Dr. Ulrike Wissen Hayek is Senior Scientist and Lecturer at the Chair Planning of Landscape and Urban Systems (PLUS) at the ETH Zurich (Switzerland) since 2012. She holds a PhD from the ETH Zurich, a diploma in Landscape Architecture and Planning from the Technical University of Munich (Germany), and she is a trained landscaper. Her key research focuses on the assessment and management of landscape change, GIS-based 3D landscape visualization, and transdisciplinary planning studies.

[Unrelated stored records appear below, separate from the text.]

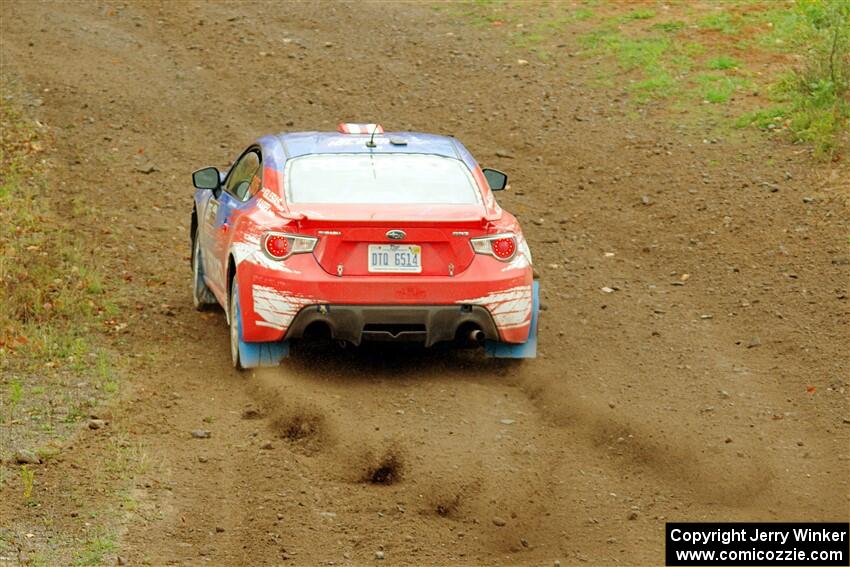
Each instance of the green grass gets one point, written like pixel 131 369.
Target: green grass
pixel 717 88
pixel 814 106
pixel 721 22
pixel 722 63
pixel 671 56
pixel 641 14
pixel 95 550
pixel 669 27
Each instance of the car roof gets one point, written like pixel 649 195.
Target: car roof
pixel 277 148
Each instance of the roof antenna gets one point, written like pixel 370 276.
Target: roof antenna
pixel 371 142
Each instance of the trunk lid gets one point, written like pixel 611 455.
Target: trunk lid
pixel 435 238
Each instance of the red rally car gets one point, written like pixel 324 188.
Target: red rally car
pixel 361 235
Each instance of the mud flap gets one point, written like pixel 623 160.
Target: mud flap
pixel 259 355
pixel 528 349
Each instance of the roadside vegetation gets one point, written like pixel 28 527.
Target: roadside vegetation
pixel 782 66
pixel 57 367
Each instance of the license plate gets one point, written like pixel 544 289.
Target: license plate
pixel 395 258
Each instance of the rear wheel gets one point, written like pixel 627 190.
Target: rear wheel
pixel 250 355
pixel 202 297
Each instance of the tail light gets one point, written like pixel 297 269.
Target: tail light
pixel 279 245
pixel 500 246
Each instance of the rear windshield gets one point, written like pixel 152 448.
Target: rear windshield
pixel 379 178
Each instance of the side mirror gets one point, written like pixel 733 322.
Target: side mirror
pixel 495 179
pixel 207 178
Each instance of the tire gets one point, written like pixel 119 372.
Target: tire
pixel 250 355
pixel 202 297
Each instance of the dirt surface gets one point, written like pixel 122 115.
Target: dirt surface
pixel 711 384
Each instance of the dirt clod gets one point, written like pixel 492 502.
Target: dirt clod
pixel 386 471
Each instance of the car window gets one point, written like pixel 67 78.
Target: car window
pixel 380 179
pixel 239 182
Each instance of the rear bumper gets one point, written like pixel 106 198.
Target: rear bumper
pixel 280 299
pixel 429 324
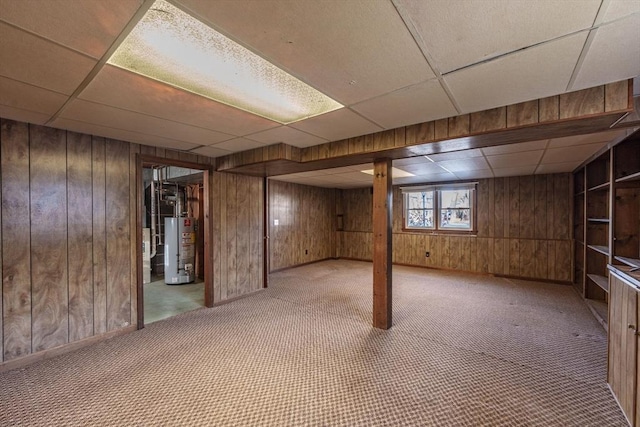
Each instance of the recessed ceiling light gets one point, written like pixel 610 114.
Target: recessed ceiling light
pixel 395 173
pixel 173 47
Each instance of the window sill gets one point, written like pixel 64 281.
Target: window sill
pixel 469 233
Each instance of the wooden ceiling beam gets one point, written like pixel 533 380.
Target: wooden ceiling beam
pixel 582 112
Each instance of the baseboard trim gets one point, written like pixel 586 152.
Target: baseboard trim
pixel 505 276
pixel 63 349
pixel 229 300
pixel 304 263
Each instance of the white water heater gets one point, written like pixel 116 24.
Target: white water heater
pixel 179 250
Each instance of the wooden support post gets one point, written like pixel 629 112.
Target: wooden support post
pixel 382 208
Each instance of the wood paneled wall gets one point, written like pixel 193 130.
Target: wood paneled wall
pixel 66 237
pixel 238 236
pixel 305 230
pixel 523 230
pixel 67 234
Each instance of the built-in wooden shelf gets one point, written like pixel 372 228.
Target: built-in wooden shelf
pixel 632 177
pixel 600 187
pixel 631 262
pixel 600 310
pixel 602 220
pixel 601 281
pixel 598 248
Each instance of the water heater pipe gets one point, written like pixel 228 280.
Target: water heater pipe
pixel 153 218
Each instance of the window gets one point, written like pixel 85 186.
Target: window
pixel 439 207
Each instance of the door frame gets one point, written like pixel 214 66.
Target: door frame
pixel 142 161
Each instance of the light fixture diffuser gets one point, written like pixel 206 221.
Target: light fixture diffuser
pixel 175 48
pixel 395 173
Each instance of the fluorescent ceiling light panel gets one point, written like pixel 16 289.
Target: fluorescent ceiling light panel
pixel 395 173
pixel 173 47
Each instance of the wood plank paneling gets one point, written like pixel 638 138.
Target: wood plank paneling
pixel 16 249
pixel 80 235
pixel 243 234
pixel 458 126
pixel 527 207
pixel 582 102
pixel 48 190
pixel 549 109
pixel 255 238
pixel 420 133
pixel 232 241
pixel 540 207
pixel 118 235
pixel 135 244
pixel 488 120
pixel 616 96
pixel 517 230
pixel 216 243
pixel 382 244
pixel 99 235
pixel 524 113
pixel 514 207
pixel 305 224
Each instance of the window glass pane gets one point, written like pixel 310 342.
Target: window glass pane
pixel 455 218
pixel 420 218
pixel 422 200
pixel 455 199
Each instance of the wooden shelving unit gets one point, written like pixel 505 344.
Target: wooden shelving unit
pixel 626 212
pixel 579 227
pixel 598 232
pixel 606 220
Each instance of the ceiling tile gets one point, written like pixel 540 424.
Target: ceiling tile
pixel 577 153
pixel 122 89
pixel 21 115
pixel 415 104
pixel 30 59
pixel 454 155
pixel 123 135
pixel 287 135
pixel 365 42
pixel 515 148
pixel 354 177
pixel 238 144
pixel 336 125
pixel 615 43
pixel 513 171
pixel 411 161
pixel 21 95
pixel 620 8
pixel 210 151
pixel 515 159
pixel 481 29
pixel 422 168
pixel 425 179
pixel 479 174
pixel 570 141
pixel 533 73
pixel 90 29
pixel 474 163
pixel 557 167
pixel 115 118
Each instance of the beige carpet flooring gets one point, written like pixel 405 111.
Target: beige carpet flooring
pixel 465 350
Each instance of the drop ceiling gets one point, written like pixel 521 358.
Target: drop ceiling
pixel 392 63
pixel 525 158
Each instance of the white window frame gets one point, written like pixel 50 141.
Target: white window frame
pixel 437 211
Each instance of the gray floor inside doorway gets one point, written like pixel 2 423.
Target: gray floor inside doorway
pixel 162 301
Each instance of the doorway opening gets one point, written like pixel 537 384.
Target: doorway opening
pixel 173 268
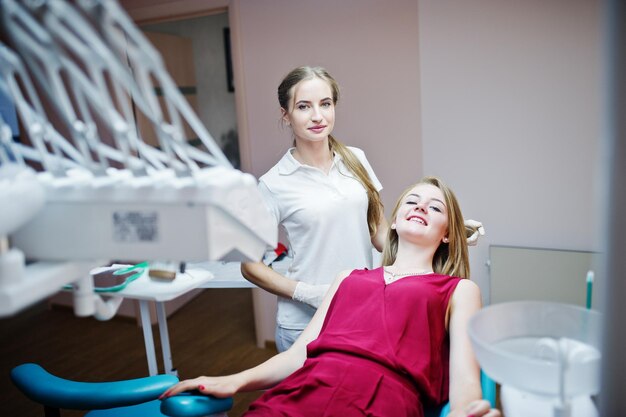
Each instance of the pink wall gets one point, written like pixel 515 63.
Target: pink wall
pixel 512 109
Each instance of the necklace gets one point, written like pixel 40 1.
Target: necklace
pixel 392 276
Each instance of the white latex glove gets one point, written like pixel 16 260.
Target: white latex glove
pixel 310 294
pixel 477 229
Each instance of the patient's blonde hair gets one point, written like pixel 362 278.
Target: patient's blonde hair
pixel 450 258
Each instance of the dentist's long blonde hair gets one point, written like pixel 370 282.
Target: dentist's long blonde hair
pixel 375 205
pixel 450 258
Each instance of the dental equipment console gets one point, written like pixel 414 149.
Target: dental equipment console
pixel 101 193
pixel 545 355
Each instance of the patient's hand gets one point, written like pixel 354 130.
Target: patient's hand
pixel 220 387
pixel 479 408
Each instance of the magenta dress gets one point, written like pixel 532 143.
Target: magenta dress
pixel 382 351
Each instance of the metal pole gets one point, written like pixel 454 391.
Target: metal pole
pixel 614 337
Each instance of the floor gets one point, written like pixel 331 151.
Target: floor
pixel 211 335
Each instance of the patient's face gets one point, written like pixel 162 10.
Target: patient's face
pixel 422 216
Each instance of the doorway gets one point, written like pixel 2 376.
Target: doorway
pixel 196 52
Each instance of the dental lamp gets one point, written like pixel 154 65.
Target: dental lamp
pixel 75 72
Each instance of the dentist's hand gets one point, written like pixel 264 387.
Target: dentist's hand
pixel 310 294
pixel 474 230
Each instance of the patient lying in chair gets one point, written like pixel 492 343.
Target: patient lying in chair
pixel 385 342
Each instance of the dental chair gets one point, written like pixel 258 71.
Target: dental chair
pixel 139 397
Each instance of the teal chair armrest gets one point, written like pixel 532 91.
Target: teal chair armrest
pixel 488 386
pixel 194 404
pixel 44 388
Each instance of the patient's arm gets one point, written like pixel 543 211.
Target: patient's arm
pixel 270 372
pixel 465 390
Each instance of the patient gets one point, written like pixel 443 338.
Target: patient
pixel 385 342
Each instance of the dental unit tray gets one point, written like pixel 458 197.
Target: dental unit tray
pixel 543 348
pixel 85 187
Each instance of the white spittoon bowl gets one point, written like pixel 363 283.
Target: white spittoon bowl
pixel 539 347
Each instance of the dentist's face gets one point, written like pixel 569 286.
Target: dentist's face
pixel 423 215
pixel 312 111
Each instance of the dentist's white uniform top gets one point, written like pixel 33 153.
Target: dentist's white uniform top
pixel 325 220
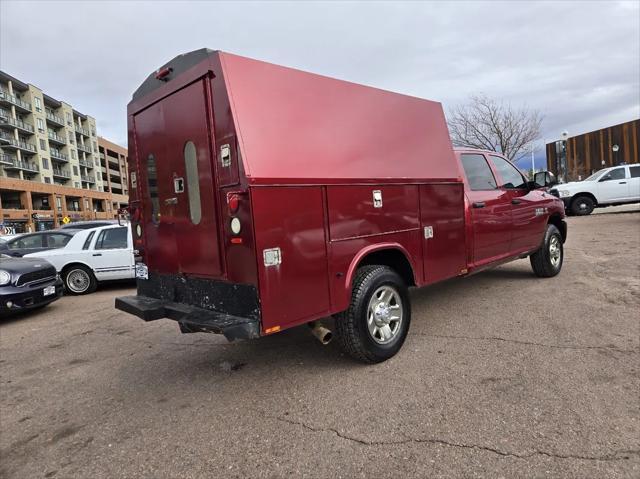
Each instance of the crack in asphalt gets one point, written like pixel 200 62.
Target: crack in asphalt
pixel 528 343
pixel 615 456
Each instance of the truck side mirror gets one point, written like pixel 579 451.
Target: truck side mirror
pixel 544 179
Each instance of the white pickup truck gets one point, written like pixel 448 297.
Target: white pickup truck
pixel 612 186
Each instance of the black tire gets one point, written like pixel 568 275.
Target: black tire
pixel 73 285
pixel 543 261
pixel 582 206
pixel 351 326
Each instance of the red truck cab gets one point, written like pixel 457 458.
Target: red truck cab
pixel 264 197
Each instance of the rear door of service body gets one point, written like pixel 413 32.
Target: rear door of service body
pixel 490 209
pixel 174 142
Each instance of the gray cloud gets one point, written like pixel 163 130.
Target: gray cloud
pixel 577 62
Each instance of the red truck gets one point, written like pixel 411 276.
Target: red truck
pixel 264 197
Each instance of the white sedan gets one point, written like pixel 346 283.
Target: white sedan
pixel 93 255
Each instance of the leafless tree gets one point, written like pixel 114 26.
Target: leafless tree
pixel 489 124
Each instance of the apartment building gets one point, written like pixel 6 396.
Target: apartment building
pixel 115 172
pixel 50 168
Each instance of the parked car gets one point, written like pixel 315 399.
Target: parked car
pixel 91 256
pixel 35 242
pixel 309 197
pixel 83 225
pixel 618 185
pixel 27 283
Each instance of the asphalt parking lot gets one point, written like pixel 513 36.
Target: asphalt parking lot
pixel 503 375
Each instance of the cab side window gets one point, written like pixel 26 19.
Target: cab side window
pixel 511 178
pixel 615 174
pixel 476 169
pixel 112 238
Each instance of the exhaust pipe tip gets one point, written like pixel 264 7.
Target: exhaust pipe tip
pixel 321 333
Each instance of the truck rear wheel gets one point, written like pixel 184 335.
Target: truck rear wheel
pixel 547 261
pixel 582 206
pixel 376 324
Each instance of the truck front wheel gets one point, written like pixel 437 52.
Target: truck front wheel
pixel 376 324
pixel 547 261
pixel 582 206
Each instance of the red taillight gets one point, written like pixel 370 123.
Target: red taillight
pixel 163 73
pixel 233 200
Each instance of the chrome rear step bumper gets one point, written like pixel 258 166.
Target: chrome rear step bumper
pixel 190 318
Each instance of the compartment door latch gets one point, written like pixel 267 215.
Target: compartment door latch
pixel 272 256
pixel 377 199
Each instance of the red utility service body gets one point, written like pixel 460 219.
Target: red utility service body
pixel 320 175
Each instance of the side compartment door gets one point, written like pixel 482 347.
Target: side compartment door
pixel 291 252
pixel 490 210
pixel 443 231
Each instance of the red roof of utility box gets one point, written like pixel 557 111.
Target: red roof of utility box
pixel 297 125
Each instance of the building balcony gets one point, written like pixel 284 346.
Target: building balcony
pixel 60 173
pixel 54 119
pixel 15 164
pixel 10 122
pixel 7 159
pixel 20 145
pixel 86 163
pixel 82 131
pixel 5 137
pixel 9 99
pixel 58 156
pixel 84 148
pixel 55 138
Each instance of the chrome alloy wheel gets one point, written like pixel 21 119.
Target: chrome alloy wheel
pixel 78 281
pixel 384 315
pixel 555 251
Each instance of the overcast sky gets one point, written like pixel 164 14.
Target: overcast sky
pixel 577 62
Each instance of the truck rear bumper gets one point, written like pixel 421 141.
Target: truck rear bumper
pixel 190 318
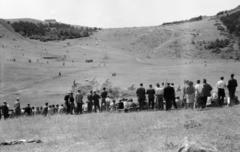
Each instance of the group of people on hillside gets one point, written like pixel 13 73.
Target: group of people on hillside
pixel 161 97
pixel 17 111
pixel 194 96
pixel 74 104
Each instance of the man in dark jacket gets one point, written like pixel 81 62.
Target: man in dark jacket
pixel 90 101
pixel 96 98
pixel 141 95
pixel 104 96
pixel 151 94
pixel 28 110
pixel 232 85
pixel 71 101
pixel 206 92
pixel 5 110
pixel 67 103
pixel 79 102
pixel 168 95
pixel 174 96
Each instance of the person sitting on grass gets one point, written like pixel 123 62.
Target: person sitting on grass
pixel 45 109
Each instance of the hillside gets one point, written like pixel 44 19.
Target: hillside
pixel 192 50
pixel 48 30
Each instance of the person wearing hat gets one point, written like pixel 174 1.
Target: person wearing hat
pixel 67 102
pixel 96 98
pixel 104 95
pixel 90 101
pixel 232 85
pixel 79 102
pixel 141 95
pixel 159 96
pixel 151 96
pixel 168 95
pixel 17 107
pixel 221 85
pixel 5 110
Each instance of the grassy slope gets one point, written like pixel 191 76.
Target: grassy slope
pixel 137 55
pixel 128 132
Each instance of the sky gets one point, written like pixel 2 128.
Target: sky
pixel 113 13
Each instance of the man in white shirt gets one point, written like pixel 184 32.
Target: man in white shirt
pixel 198 94
pixel 221 85
pixel 159 96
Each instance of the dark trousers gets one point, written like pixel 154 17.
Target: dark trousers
pixel 199 102
pixel 160 102
pixel 103 104
pixel 221 95
pixel 174 103
pixel 89 106
pixel 79 108
pixel 96 106
pixel 151 103
pixel 232 93
pixel 168 104
pixel 141 103
pixel 204 102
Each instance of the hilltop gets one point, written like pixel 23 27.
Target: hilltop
pixel 190 49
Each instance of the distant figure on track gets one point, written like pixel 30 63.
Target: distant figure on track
pixel 168 95
pixel 90 101
pixel 45 109
pixel 67 103
pixel 141 95
pixel 17 107
pixel 71 102
pixel 221 85
pixel 159 96
pixel 174 96
pixel 28 110
pixel 198 94
pixel 5 110
pixel 151 93
pixel 103 96
pixel 79 102
pixel 190 95
pixel 206 92
pixel 96 98
pixel 232 85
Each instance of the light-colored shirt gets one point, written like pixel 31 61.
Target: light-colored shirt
pixel 159 91
pixel 198 88
pixel 221 84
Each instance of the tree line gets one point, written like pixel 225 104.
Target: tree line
pixel 51 31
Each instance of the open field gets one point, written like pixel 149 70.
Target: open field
pixel 126 132
pixel 146 55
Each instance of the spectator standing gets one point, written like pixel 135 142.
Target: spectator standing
pixel 151 95
pixel 141 95
pixel 221 85
pixel 159 96
pixel 90 101
pixel 17 107
pixel 198 94
pixel 206 92
pixel 5 110
pixel 79 102
pixel 96 98
pixel 232 85
pixel 103 102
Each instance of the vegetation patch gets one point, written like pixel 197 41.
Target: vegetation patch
pixel 51 31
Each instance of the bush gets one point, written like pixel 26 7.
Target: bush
pixel 217 44
pixel 52 31
pixel 232 22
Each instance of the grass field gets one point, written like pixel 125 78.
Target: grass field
pixel 126 132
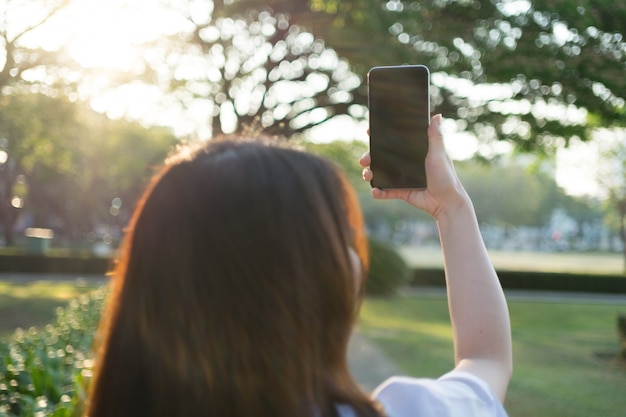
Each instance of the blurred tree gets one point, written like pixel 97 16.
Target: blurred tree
pixel 533 72
pixel 611 171
pixel 506 193
pixel 20 59
pixel 253 70
pixel 69 167
pixel 37 135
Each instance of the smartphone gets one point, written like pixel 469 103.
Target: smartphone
pixel 399 114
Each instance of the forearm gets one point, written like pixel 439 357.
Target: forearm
pixel 478 309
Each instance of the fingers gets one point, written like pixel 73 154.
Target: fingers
pixel 365 160
pixel 367 174
pixel 435 137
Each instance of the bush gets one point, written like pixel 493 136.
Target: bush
pixel 388 270
pixel 44 372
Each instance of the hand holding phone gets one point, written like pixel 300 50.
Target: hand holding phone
pixel 399 114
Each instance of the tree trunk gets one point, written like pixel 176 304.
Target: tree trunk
pixel 621 329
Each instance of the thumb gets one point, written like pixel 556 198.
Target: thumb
pixel 435 137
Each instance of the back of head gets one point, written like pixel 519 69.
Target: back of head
pixel 235 294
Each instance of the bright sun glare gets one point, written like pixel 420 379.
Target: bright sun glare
pixel 103 34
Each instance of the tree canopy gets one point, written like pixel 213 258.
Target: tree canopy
pixel 535 73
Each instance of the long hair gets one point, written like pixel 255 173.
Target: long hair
pixel 235 294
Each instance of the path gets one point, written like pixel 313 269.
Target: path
pixel 369 365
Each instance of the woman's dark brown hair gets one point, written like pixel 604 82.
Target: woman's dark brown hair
pixel 235 294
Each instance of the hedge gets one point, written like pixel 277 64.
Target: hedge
pixel 538 281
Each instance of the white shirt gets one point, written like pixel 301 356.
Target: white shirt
pixel 456 394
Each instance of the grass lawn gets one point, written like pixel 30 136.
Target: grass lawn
pixel 34 303
pixel 565 353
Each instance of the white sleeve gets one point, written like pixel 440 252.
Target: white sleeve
pixel 454 394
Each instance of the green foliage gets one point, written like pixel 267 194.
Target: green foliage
pixel 46 371
pixel 67 163
pixel 387 272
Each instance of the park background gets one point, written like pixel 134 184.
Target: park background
pixel 94 94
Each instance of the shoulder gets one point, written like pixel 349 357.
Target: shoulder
pixel 454 394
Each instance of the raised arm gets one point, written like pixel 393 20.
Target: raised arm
pixel 478 310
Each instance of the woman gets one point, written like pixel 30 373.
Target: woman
pixel 240 282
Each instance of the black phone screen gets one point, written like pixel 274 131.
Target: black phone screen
pixel 399 114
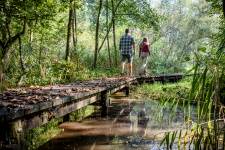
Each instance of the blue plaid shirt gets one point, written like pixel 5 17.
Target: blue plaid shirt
pixel 126 43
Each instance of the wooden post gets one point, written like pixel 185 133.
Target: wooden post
pixel 13 134
pixel 105 102
pixel 66 118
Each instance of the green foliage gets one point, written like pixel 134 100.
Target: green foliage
pixel 169 91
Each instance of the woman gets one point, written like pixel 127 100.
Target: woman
pixel 143 54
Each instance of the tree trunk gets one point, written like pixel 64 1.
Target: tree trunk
pixel 107 25
pixel 69 32
pixel 97 34
pixel 114 32
pixel 74 27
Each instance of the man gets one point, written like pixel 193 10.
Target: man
pixel 127 47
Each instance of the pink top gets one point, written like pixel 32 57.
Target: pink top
pixel 144 47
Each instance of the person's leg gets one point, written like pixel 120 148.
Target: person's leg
pixel 130 67
pixel 123 63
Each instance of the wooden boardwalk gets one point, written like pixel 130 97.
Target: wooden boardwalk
pixel 26 108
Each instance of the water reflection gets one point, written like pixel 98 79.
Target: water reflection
pixel 130 124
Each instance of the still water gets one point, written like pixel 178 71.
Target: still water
pixel 131 124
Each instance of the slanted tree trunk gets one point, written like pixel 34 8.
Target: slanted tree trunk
pixel 114 32
pixel 69 27
pixel 97 34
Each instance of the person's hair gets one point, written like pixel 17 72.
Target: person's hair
pixel 145 39
pixel 127 31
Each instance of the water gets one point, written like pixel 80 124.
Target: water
pixel 130 125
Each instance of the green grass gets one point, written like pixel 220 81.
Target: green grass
pixel 160 91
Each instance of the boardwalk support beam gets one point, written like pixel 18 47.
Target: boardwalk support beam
pixel 105 102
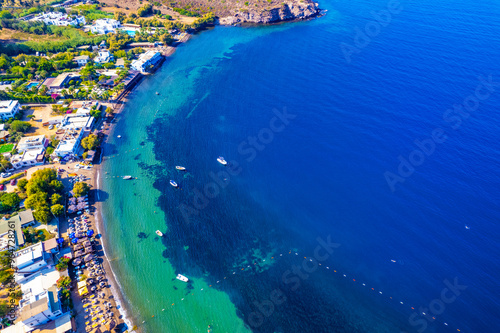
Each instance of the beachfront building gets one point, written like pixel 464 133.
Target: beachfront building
pixel 61 81
pixel 40 309
pixel 59 19
pixel 81 60
pixel 8 109
pixel 40 303
pixel 76 126
pixel 29 260
pixel 22 220
pixel 146 61
pixel 103 57
pixel 6 233
pixel 120 63
pixel 32 142
pixel 104 26
pixel 28 158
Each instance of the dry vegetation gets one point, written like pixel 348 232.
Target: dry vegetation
pixel 220 8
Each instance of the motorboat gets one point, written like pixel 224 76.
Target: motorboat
pixel 182 278
pixel 221 160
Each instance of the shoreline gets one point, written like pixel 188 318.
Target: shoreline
pixel 114 283
pixel 115 286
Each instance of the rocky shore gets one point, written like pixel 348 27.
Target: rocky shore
pixel 288 11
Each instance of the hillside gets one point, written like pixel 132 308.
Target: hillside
pixel 229 11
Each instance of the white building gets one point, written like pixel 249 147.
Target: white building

Recently she managed the project “Sustainable Urban Patterns (SUPat)” funded by the Swiss National Research Program 65 “New Urban Quality” that resulted in a collaborative platform and tools suitable to foster a better understanding of the interconnected dynamics of the urban landscape systems.

Estefania Tapias

Estefania Tapias

Postdoctoral fellow and Lecturer, Chair of Information Architecture, ETH Zurich

Estefania Tapias is Postdoctoral fellow and Lecturer at the Chair of Information Architecture, ETH Zurich. Her research is focus on Information Cities and climate-sensitive urban planning. Estefania attained her doctoral degree at ETH Zurich and obtained the PhD label from Climate-KIC; one of three Knowledge and Innovation Communities (KICs) created by the European Institute of Innovation and Technology (EIT). At ETH Zurich she teaches the course ‘Digital Urban Simulation’ where ETH students learn how to analyse and generate spatial urban configurations with advanced computational methods.